Raul Haidar (Advogado Autônomo)

Considerar "criminosos" os devedores de tributos, só mesmo para quem tem uma imagem muito distorcida da realidade. O codinome de "abaporu" é, pois, bem apropriado!

Artigo esclarecedor, bem formulado e magistralm...

omartini (Outros - Civil)

Artigo esclarecedor, bem formulado e magistralmente complementado por insígne tributarista - Dr. Raul Haidar - em seu comentário. Acresce que é consentâneo ao momento atual, após uma Copa do Mundo que antecipadamente tínhamos vencido e os franceses não sabiam.

As tais "medidas restritivas de direito" , como...

Raul Haidar (Advogado Autônomo)

As tais "medidas restritivas de direito" , como o CADIN, por exemplo, são instrumentos da ditadura, como reiteradamente decidem os Tribunais deste País. O que falta é o reconhecimento "ex officio" da prescrição, quando ela ocorre, o que a lei já autoriza.
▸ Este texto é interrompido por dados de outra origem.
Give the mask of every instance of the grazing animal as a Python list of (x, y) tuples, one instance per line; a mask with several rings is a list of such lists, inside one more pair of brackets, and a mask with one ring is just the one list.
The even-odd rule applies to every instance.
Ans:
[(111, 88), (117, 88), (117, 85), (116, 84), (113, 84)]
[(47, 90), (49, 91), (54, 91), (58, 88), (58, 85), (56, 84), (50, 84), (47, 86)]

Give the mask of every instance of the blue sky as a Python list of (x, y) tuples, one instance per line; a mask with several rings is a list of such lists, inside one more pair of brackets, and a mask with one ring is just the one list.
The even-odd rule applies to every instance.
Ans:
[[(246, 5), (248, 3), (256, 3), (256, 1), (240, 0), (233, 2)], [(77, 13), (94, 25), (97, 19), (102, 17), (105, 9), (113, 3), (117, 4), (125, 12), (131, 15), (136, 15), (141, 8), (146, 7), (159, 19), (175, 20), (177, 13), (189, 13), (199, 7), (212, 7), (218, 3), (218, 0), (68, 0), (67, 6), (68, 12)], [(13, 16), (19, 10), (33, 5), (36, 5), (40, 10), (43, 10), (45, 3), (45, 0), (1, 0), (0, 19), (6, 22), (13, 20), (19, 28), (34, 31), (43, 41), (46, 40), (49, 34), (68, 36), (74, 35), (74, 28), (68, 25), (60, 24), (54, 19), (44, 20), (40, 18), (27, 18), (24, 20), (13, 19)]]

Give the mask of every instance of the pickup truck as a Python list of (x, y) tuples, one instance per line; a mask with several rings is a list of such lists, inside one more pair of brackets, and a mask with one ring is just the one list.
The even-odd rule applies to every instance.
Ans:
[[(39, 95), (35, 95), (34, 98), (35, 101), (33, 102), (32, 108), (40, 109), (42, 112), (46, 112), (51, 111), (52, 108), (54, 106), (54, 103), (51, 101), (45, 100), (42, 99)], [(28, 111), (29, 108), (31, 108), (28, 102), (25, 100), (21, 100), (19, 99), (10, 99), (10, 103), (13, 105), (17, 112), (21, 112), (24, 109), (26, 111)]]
Falta, ainda, que se reduzam as apelações meramente protelatórias que a Procuradoria faz, especialmente nos casos de condenações em honorários advocatícios, onde já vi apelação contra condenação de R$ 1.000,00 reais, valor irrizório arbitrado pelo juiz de primeiro instância contra a União. Aliás, juiz arbitrar honorário irrizório é fato comum. Mas na execução, onde o procurador muitas vezes apenas assina a inicial, os honorários advocatícios pagos à União são sempre de 20% ! O que também precisa é acabar de vez com os dois pesos e duas medidas na lei de execuções fiscais, onde o Estado-credor não tem prazo para se manifestar, pois as nintimações são sempre pessoais, quando e se, por ocaso,o procurador tiver tempo para ir ao Forum ou for encontrado em seu gabinete. E precisa acabar com essa farra que é a suspensão do feito a pedido da Fazenda, indefinidamente, sem que se reconheça, de ofício, a prescrição intercorrente. Por essas e outras razões, inclusive a falta de pessoal,é que a dívida ativa não anda...E precisa acabar com essa ridícula Certidão Negativa de Inscrição na Divida Ativa, criada pelo Decreto-Lei 157/67, na ditadura, e que não serve para nada, a não ser atrapalhar a vida das empresas e dar trabalho inútil aos procuradores. A inscrição da dívida não pode ser uma formalidade apenas para impedir a certião inútil, pois se destina a viabilizar a execução. Divida inscrita, tem que ser divida executada. Assim, bastaria a certidão negativa da Justiça Federal ou da Execução Fiscal, acabando-se de vez com essa infernal guerra de certidões da Receita Federal e da Procuradoria, que poderiam empregar seus esforços no que lhes interessa e é de sua competência, que são o combate à sonegação e a cobrança da dívida ativa...Qualquer execução que esteja distribuida há mais de cinco anos sem penhora deve ser simplesmente arquivada!